There are a few crazy days on the Dutch calendar. None is more so than Queen's Day - Koninginnedag. This is when the whole country goes on a mild-mannered drinking and profiteering spree.
The whole shebang kicks off on the night before, Queen's Night as it is called. This is the night those with any form of partying streak go out and celebrate the forthcoming (official) birthday of the Queen in the traditional manner of cramming themselves into or around bars and downing quite a few jars of the golden happy juice.
That night, I met an increasing number of friends in a bar on one of the "Nine Streets," so named because there are nine of them, and they are streets.
Despite the sheer numbers of people out, there is rarely any trouble. It's all very good natured and thoroughly friendly. A great night to meet new people. In many cities in the world, especially in the UK, this number of people drinking this amount of alcohol would have resulted in fights every five minutes and police on every corner.

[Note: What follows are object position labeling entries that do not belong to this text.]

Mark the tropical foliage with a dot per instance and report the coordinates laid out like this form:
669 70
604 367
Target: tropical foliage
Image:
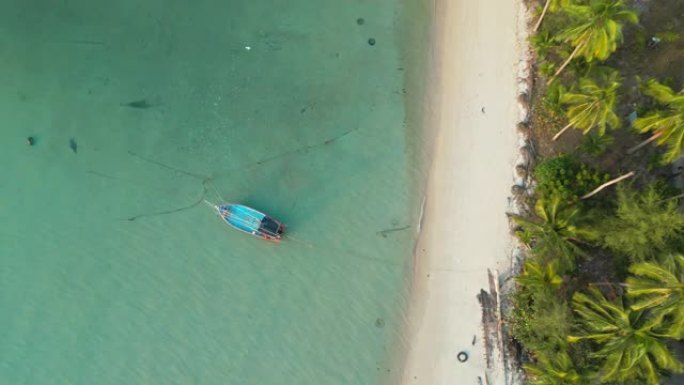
591 105
554 369
667 124
541 319
557 231
595 29
659 287
645 224
631 239
563 176
632 344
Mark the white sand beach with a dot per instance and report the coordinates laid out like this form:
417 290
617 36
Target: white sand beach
465 229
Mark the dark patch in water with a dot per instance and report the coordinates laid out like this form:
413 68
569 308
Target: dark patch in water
73 145
141 104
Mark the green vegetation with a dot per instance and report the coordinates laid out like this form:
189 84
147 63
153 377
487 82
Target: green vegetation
592 104
667 125
645 224
594 28
631 344
600 297
565 177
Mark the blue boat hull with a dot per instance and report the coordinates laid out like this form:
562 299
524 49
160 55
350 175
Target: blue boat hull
251 221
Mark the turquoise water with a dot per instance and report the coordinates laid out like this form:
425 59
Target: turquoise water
112 271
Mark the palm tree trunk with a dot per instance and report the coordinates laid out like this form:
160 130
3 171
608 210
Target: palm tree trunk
610 182
645 142
562 131
567 61
541 17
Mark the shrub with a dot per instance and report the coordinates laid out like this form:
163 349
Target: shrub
566 178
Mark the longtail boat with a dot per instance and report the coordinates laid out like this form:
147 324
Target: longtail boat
250 221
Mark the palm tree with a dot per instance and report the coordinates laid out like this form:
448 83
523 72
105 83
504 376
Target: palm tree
554 370
556 232
632 343
537 277
644 226
596 29
667 125
660 287
592 105
550 6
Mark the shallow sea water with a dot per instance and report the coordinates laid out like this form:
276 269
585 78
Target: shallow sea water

The following day is Queen's Day. Supposedly the Queen's birthday, it's actually the birthday of her mother. But who cares. So how do people celebrate this day? Well, by royal decree, anything goes. People are permitted to wear what they like, so they wear as much orange as is humanly possible. They are permitted to buy and sell things on the street, so from early morning, people set up stalls and sell stuff they don't want. 95% of it is stuff that no one else wants either, but there are usually some good little bargains to be had and the Dutch, who have trading in their blood, get up early to snap them up. This means for those of us with nothing that morning in their blood except alcohol find that when they emerge to buy things, the things that are left are not even attractive to people who are hung-over and sleep-deprived.
This Queen's Day was spent on a boat. It's my first time on a boat on Queen's Day, and whilst the canals do at times get very congested, it is actually less congested that the roads get over certain narrow bridges. And tro get stuck in the middle of several dozen boats is a pleasure compared to being stuck between several hundred people. At least in my opinion. Some people may prefer the other way round.
Trends this year included: boats of people wearing all white instead of the traditional mostly orange (Is white the new orange?); Then later a boat of people all dressed in black (Is black the new white?).
As ever there were constants: Hastily erected podiums at key spots and the Museumplein turned into a music festival; People (mostly men, but not exclusively) urinating in every half-unused corner.
As ever the low percentage of police and trouble was a source of amazement. It must be something about the occasion and the soothing effects of the colour orange. Because it ain't the same when Ajax play Feyenoord, that's for sure.
After the boat trip - for which I will release some pictures soon - there was a mini-festival of up-and-coming British bands, London Calling. But this I will speak of later.
So I say, enjoy the weather (if it's nice where you are) and wear orange as often as possible. Even if it clashes with your hair.